Anchor tested this idea on tax managers at KPMG in New York and New Jersey, asking them to take part in one of five activities regularly for three weeks, such as writing down three things they were grateful for every day or exercising for 10 minutes per day. Even four months later, the participants had higher scores in optimism and life satisfaction than the control group did.

9. Add a little levity and fun.

Hearkening back to the Gallup poll discussed at the beginning of this article, we know it’s clear people aren’t engaged enough in their work or the workplace. According to “How to Be More Engaged at Work,” published in The Greater Good Magazine, a science-backed publication of The Greater Good Science Center at the University of California, Berkeley, part of the problem could be a lack of “joy and fun” in the workplace.

If you’re a manager, you could introduce activities that add levity to your employees’ lives. For example, you could introduce happy hours or birthday celebrations. If you’re an employee, there’s no reason why you can’t bring a little more joy into your own work and life. Try participating in activities with colleagues outside of work. Or, be a little more humorous in your interactions with others. Share stories and experiences with others and take the time to have fun conversations, even if they’re not about work-related matters.

10. Practice mindfulness.

Here’s one that can have major implications on your entire life and overall happiness. Many people, including highly successful ones (such as Oprah Winfrey), swear by daily mindfulness practices. 

In a controlled trial of a Mindfulness-Based Intervention conducted in a public hospital in Spain, staff could take part in a program that consisted of 150-minute sessions. The study found that work engagement, happiness and performance were boosted among individuals who participated compared with those in the control group.

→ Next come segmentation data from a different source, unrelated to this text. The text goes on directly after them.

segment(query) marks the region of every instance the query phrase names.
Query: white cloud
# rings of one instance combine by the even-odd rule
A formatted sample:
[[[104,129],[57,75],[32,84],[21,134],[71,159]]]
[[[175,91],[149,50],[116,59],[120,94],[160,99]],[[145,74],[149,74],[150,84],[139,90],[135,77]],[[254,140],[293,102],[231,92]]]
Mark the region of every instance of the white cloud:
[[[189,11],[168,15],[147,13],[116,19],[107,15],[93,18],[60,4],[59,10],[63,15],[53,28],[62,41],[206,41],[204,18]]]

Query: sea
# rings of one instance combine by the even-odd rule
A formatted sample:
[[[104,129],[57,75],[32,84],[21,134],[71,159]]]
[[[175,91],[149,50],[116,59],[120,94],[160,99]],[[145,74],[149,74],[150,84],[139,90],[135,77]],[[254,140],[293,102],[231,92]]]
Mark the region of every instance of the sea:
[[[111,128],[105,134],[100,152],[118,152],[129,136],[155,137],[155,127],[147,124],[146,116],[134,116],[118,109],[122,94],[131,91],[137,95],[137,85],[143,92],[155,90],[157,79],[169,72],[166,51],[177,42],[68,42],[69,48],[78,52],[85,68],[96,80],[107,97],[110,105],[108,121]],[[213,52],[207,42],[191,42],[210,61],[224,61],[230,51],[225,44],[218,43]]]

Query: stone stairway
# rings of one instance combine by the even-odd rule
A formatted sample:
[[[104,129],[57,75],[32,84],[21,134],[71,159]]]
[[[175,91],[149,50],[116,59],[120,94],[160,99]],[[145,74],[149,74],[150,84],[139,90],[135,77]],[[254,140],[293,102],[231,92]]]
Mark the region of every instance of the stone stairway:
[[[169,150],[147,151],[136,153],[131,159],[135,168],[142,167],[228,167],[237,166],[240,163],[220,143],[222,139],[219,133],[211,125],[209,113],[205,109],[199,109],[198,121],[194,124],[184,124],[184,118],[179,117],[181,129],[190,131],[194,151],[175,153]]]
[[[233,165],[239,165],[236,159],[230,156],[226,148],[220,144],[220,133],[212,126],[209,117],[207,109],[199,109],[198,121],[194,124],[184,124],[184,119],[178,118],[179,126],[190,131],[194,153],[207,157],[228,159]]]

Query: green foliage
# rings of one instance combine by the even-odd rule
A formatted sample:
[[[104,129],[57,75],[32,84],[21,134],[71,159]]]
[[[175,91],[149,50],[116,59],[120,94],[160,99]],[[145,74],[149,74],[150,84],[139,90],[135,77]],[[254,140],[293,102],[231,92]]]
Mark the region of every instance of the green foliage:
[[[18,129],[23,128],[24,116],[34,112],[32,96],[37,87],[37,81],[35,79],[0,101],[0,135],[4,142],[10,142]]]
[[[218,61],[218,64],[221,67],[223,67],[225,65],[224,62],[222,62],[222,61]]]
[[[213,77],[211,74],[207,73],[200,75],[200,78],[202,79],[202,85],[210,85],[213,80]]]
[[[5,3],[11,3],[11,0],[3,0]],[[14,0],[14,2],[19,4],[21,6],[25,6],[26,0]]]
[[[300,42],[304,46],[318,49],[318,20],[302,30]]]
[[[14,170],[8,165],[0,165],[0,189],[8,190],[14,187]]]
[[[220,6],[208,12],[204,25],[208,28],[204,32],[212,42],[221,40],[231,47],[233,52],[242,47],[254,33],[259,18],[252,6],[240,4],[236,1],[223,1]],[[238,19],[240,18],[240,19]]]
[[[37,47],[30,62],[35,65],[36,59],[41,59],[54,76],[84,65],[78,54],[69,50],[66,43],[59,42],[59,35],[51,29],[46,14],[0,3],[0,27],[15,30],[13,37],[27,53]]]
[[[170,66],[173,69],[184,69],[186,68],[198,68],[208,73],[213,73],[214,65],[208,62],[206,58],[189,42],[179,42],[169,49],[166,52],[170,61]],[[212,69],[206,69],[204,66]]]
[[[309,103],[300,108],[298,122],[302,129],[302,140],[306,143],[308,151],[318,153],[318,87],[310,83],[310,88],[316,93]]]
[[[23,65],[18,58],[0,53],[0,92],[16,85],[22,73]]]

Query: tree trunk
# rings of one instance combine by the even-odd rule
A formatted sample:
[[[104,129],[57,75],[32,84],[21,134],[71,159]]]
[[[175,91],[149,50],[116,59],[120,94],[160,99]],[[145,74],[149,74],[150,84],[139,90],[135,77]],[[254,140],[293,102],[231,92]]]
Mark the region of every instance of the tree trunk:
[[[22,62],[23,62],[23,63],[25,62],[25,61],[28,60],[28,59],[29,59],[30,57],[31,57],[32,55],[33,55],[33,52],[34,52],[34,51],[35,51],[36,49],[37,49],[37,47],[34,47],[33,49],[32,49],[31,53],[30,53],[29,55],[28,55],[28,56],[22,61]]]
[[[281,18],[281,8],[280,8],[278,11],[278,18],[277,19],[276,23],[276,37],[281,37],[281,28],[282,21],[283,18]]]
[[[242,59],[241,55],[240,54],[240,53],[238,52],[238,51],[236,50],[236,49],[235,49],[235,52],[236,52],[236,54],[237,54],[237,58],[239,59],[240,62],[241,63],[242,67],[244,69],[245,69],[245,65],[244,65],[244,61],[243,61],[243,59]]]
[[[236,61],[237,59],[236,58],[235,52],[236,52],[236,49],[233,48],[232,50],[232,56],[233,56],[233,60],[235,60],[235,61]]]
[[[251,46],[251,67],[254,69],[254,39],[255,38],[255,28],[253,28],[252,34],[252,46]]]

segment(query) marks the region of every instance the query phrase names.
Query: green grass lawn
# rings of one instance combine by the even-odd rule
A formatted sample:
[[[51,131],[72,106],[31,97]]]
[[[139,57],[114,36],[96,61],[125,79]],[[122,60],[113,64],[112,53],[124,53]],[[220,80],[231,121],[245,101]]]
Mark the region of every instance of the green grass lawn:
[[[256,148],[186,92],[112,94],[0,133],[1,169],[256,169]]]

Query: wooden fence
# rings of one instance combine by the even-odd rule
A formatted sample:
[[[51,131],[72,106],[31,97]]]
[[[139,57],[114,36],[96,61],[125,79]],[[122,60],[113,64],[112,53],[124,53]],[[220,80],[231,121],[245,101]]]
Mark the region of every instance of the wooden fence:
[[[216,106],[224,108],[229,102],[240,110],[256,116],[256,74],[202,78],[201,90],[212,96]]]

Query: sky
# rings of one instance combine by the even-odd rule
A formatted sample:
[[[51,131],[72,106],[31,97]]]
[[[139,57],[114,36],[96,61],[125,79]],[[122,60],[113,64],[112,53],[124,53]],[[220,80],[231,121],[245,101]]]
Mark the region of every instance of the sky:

Of course, not everyone has this amount of time to commit to mindfulness practices. But even just 10 minutes a day of mindfulness meditation or related activities could have a real impact on your work life and overall contentment.

11. Take breaks.

Perhaps it sounds counterintuitive, but taking breaks during the workday — real breaks — can increase your energy. It can also decrease the likelihood of expressing burnout in the long term.

YoungAh Park and colleagues conducted a study on telemarketers working at call centers in Korea, in which they introduced short microbreaks that fell into different categories — relaxation (e.g. stretching or daydreaming), social (chatting with colleagues or texting) or nutritional (eating or drinking). 

According to the results of the study, which was published in the Journal of Applied Psychology, the researchers found that the relaxation and social break of just a few minutes resulted in a mood boost. This also translated into better sales performance among those who were already less engaged at work.

12. Rethink stress.

“Many companies offer training on how to mitigate stress, focusing on its negative health effects,” André Spicer and Carl Cederström write in the Harvard Business Review. “The problem is, people then get stressed out about being stressed out.”

But what if we reconsidered the entire concept of stress? According to Spicer and Cederström, stress has an upside. In one study conducted at UBS during the banking crisis, they asked managers to watch one of two videos. The first presented stress as debilitating to performance, while the second showed how stress can enhance the human brain and body. After six weeks, those who watched the second video scored higher on the Stress Mindset Scale and ultimately saw a reduction in health problems, along with an increase in happiness at work.

“Stress is not just an obstacle to growth; it can be the fuel for it,” the authors conclude.

So, what if we reframed stress? Since we all experience it at work sometimes, this could be a good way to improve our outlook. The authors suggest making a list of stresses you’re experiencing and categorizing them according to what you can control and what you can’t. They advise choosing one stressor you can control and determining one small step you can take to reduce it — which, they say, will ultimately “nudge your brain back to a positive — and productive — mindset.”